ANS Global manufacture and sell eco-friendly architectural installations such as green walls and living roofs. They had previously been outsourcing a lot of their sales, but had found this to be an inefficient method of getting their products to customers. Their new approach was to sell their products directly from their website.
The challenge here was introducing potential customers to the products. If someone wasn’t searching Google for a green wall or living roof, how could they come to learn about these products?
I had previously created blog posts for this company with a different goal. These posts had been about the industry and while they mentioned ANS Global’s products, they focused primarily on spreading industry-relevant information.
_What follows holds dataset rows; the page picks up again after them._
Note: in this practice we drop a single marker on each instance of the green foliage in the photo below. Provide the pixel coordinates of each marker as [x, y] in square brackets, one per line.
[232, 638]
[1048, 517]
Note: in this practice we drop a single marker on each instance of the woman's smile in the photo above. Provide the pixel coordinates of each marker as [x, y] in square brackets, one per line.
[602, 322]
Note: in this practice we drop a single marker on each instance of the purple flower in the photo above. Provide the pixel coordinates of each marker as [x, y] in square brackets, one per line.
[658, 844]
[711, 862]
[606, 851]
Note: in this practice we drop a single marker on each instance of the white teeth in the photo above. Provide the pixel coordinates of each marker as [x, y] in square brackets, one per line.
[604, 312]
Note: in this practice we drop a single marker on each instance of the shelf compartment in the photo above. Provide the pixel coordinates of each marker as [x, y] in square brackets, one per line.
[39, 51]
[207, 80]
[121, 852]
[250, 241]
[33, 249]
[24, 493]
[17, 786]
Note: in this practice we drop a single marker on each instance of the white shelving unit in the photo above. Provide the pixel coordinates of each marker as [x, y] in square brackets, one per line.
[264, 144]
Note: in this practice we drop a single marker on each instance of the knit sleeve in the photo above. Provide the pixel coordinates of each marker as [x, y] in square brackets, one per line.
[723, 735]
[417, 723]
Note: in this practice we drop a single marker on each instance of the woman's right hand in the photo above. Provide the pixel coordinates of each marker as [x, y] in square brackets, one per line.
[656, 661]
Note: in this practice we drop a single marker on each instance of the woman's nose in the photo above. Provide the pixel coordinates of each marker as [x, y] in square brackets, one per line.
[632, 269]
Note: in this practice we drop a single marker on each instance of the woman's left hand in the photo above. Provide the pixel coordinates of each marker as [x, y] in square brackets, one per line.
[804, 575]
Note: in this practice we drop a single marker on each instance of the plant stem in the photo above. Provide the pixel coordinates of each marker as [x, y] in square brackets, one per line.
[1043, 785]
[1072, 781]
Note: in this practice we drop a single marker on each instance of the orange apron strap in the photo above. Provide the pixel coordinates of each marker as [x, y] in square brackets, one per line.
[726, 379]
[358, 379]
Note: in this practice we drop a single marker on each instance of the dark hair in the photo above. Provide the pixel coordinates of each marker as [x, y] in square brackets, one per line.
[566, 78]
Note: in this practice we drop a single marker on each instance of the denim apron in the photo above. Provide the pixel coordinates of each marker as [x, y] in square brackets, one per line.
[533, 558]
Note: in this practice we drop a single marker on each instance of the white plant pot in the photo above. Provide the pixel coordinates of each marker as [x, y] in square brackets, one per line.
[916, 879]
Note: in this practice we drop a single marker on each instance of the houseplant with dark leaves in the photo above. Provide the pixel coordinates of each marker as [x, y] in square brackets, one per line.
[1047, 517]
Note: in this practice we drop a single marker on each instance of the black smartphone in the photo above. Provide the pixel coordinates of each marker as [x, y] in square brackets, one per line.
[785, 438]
Now that the company’s sales approach had changed, my approach to the blog also had to adapt. My newer blog posts adapted the company’s tone of voice so it was consistent with older content, but had new priorities. Rather than simply educating the reader on environmental architecture, I was showing them the benefits of ANS Global’s product options.
Because ANS Global operates within quite a technical niche, my writing within this project was very research-oriented. Every blog post needed to be factual, educational, and cite reliable sources.
Writing blog posts that discussed the environmental architecture industry required researching many subsections of the topics, such as environmental policies implemented by governments around the world, and new movements in eco-friendly construction and design. As the blog’s purpose evolved, my research moved toward a deeper understanding of the company’s products and their applications for individuals and businesses.
ANS Global’s blog is steadily increasing its viewership numbers, and the website’s product pages are regularly being visited through links within the blog posts.